How to make road maintenance more cost-efficient? Lessons from Slovakia

The funds allocated for roads are spent 2-2.5 times less efficiently in Ukraine compared to Slovakia [1].  We came to this conclusion based on the cost-effectiveness index:

I = D road quality (annual) ÷ euro spent per 1 km of road where:

I – cost-effectiveness index, D road quality –  the annual change in road quality index. The cost-effectiveness index is calculated at 1 Euro of the costs per 1 km of the roads.

The main reason for less efficient use of funds is the lack of targets that we aim to achieve by spending the money, as well as the mismatch of allocation of funds for public roads with objective criteria. In 2007-2017, there was a political allocation of funds for maintenance and construction of roads.

In addition, the proportion of major maintenance in road costs is low. There are several reasons for this. Firstly, the funds allocated by international organisations are not fully used. Secondly, while the long-term planning horizon in Slovakia is 20 years, in Ukraine it’s only 5. In addition, competition in public procurement auctions for maintenance and construction of roads in Ukraine is extremely low: an average of 2 bidders. At the same time, there are 4-5 bidders in Slovakia.

Road funding through the Road Fund has increased in Ukraine over the past 3 years. The question is how to use this funding effectively.

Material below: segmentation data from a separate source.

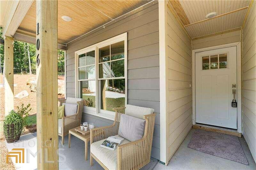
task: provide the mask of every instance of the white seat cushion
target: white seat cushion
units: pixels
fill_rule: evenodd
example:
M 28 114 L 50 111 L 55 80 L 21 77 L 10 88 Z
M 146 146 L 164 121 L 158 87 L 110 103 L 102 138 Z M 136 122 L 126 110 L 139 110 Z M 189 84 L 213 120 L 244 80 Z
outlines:
M 122 137 L 118 135 L 115 136 Z M 109 170 L 117 169 L 117 148 L 114 151 L 111 151 L 100 147 L 100 145 L 106 139 L 107 139 L 92 144 L 91 145 L 91 152 Z M 130 142 L 130 141 L 125 139 L 120 144 L 122 145 L 129 142 Z
M 77 104 L 77 101 L 83 101 L 83 99 L 79 98 L 73 98 L 72 97 L 67 97 L 66 99 L 66 103 L 70 103 L 70 104 Z
M 136 106 L 127 105 L 125 108 L 125 115 L 143 119 L 143 116 L 154 113 L 155 110 L 151 108 L 143 107 Z

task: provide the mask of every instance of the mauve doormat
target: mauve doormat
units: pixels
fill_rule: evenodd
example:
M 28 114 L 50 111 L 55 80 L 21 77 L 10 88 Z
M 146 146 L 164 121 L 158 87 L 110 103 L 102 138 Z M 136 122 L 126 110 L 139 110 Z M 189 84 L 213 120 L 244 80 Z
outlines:
M 248 165 L 249 164 L 238 137 L 197 129 L 188 147 Z

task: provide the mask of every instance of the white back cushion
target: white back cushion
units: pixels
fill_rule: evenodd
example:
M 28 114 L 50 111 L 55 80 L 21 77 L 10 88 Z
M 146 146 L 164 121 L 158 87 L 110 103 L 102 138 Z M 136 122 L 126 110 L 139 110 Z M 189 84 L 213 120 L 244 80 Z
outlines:
M 154 113 L 155 110 L 133 105 L 127 105 L 125 108 L 125 115 L 143 119 L 143 116 Z
M 79 98 L 73 98 L 72 97 L 67 97 L 66 99 L 66 103 L 70 104 L 77 104 L 77 101 L 83 101 L 83 99 Z
M 64 115 L 65 116 L 73 115 L 76 113 L 77 110 L 77 104 L 70 104 L 63 103 L 62 106 L 65 105 L 64 107 Z

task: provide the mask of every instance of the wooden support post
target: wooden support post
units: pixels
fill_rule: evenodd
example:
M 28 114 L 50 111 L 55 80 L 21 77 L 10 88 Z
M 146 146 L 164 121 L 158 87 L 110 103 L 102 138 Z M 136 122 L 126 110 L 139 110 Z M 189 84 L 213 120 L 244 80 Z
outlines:
M 59 169 L 58 2 L 36 1 L 37 169 Z M 38 26 L 37 24 L 38 24 Z
M 13 96 L 13 39 L 5 36 L 4 40 L 4 107 L 5 115 L 14 108 Z

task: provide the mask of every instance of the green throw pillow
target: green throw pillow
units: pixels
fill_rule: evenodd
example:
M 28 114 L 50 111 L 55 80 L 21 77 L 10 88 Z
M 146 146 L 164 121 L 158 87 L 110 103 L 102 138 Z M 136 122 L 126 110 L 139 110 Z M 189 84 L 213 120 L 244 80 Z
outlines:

In our opinion, Ukraine should:

  1. Introduce measurable target criteria for tracking cost-effectiveness. In particular, World Bank’s IRI (International roughness index) should be used. Other indicators may include track gauge or longitudinal roughness in the Slovak Road Databank.
  2. Introduce automated traffic data collection. Collect the data on traffic intensity, gauge, longitudinal roughness and other road indicators and publish it online as a single public database (similar to the Slovak Road Databank). Make a comprehensive decision on the allocation of funds for roads based on this data.
  3. Take into account the intensity of traffic when allocating the funds from the road subvention. As of now, only the length of the roads is taken into account, which is not a fully comprehensive indicator.
  4. Increase the long-term planning horizon to 10 years instead of 5. Ensure timely preparation of road project documentation to make sure that all funds granted by international organizations are used. It will also allow saving the money on debt service to international organisations.
  5. Introduce tools for planning transport corridors. The Slovak motorways form a transport corridor between major cities (Bratislava, Kosice, etc.), with the exception of a small section in the mountains. These corridors accelerate the movement between them. In the years when such motorways or highways in such corridors were built the road quality index of the World Economic Forum increased the most.
  6. Create conditions for increasing competition among contractors performing design, maintenance and construction, and other works on Ukrainian roads. In particular, the barriers to participation in bidding should be removed as much as possible, and the state-owned enterprises controlled by Ukravtodor, except for Ukrdorinvest, should be privatized. (some enterprises should be liquidated)

We carried out an analysis of actual and expected road expenditures in Ukraine and Slovakia, looking at how different components of road costs are correlated with the quality of roads, explored what influences the cost allocation on roads using regression analysis and expert interviews. We also used expert interviews for more in-depth analysis of the road industry in Ukraine and Slovakia.

This policy paper is structured as follows. In the first section, we describe our methodology and define the main terms that will be used. The second section describes how the road industry of Ukraine and Slovakia are organized. In the third section, we focus on the discretionary budgeting in terms of planning and spending. In the fourth section, we propose an integral indicator for measuring the cost-effectiveness of the road expenditures, and discuss how expenditures influence the quality of the roads. In the fifth section, we review the issue of limiting (distorting) competition and its impact on road expenditures. Finally, we summarize and recommend the ways of improving the efficiency of road expenditures.

The part of the study on the Slovak experience was carried out with the support of the Prague Civil Society Centre in collaboration with the MESA 10 think tank.

[1] The median value of the Slovak Republic effectiveness index is equal to  1.84 times the Ukrainian value and 2.62 times the average.